«Rivolgiamo un appello al Governo», scriveva Montalcini «affinché non cancelli il futuro di tanti giovani ricercatori, che coltivano la speranza di poter fare ricerca in Italia. Il decreto legge su semplificazioni e sviluppo, già approvato alla Camera e ora in discussione al Senato, cancella i principi di trasparenza e merito alla base delle norme che dal 2006 hanno consentito di finanziare i progetti di ricerca dei giovani scienziati under 40 attraverso il meccanismo della peer review, la valutazione tra pari. Se questa legge non sarà modificata, tale selezione passerà di nuovo attraverso le stanze chiuse dei Ministeri dell'Istruzione e della Salute permettendo l’accesso ai finanziamenti solo a chi ha le giuste amicizie e non la necessaria preparazione acquisita in anni di studio, magari negli scantinati di qualche Facoltà per pochi euro. Un atto inaccettabile soprattutto da un governo guidato da un premier scelto per merito e competenza. Con il nostro impegno congiunto, nel 2006, avevamo ottenuto invece che la valutazione per assegnare i finanziamenti fosse gestita da una commissione composta da ricercatori anch'essi sotto i quarant'anni, di cui almeno la metà operanti in enti di ricerca non italiani. Una metodologia democratica e trasparente, adottata da anni a livello internazionale».
Se ne va oggi a un'età in cui avrebbe potuto legittimamente pensare di non avere altro futuro, che tutto fosse alle sue spalle. E invece guardava avanti. Evidentemente non aveva dimenticato le opportunità e gli ostacoli con cui da giovane donna ebrea aveva dovuto confrontarsi, in un mondo del lavoro, a quell'epoca ancor più di oggi, pensato per esperti signori, quasi tutti maschi. Non può essere un caso se, da donna di profondo sapere, che nella sua antica ordinatissima eleganza, era stata in anni recenti anche oggetto di una satira bonaria, si è battuta fino all'ultimo, come si vede ancor oggi nel sito della Fondazione intitolata al suo nome, perché le donne del mondo, le africane soprattutto, non fossero escluse dall'istruzione che avrebbe potuto migliorare la qualità della loro vita e dei loro diritti.

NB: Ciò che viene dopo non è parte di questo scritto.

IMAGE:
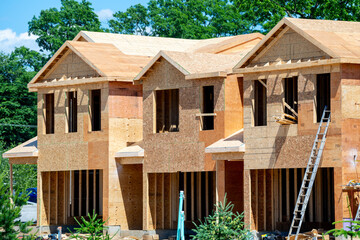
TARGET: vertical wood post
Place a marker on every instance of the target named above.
(11, 180)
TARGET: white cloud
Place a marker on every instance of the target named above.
(10, 39)
(105, 14)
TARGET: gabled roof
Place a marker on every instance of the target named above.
(227, 44)
(150, 46)
(338, 39)
(26, 149)
(104, 58)
(198, 64)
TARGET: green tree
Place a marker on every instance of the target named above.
(18, 106)
(10, 208)
(195, 19)
(265, 14)
(134, 20)
(55, 26)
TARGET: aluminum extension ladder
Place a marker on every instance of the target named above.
(310, 174)
(357, 216)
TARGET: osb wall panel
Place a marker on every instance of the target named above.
(273, 146)
(71, 66)
(125, 200)
(183, 150)
(350, 83)
(233, 104)
(234, 174)
(124, 180)
(351, 101)
(290, 46)
(125, 100)
(73, 151)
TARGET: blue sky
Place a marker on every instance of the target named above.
(15, 14)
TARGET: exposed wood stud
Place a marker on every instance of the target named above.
(87, 192)
(207, 192)
(80, 193)
(257, 199)
(287, 195)
(192, 198)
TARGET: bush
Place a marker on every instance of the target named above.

Anche lei, in frangenti diversi, per affermare il proprio diritto agli studi di medicina, aveva dovuto lottare. Prima in casa, contro il volere del padre, e poi contro le leggi razziali. Espulsa dall'università aveva continuato i suoi esperimenti in un laboratorio casalingo, per poi lavorare per trent'anni negli Stati uniti, dove gettò le basi degli studi sui fattori di crescita delle cellule nervose che nel 1986 l'hanno portata al premio Nobel. Un prestigio che attribuiva più all'impegno e alla tenacia che alle doti. Di sé usava dire: «La mia è un'intelligenza mediocre». Ma si riconosceva la fantasia per uscire dagli schemi. Se non l'avesse avuta avuta, mai sarebbe arrivata lassù.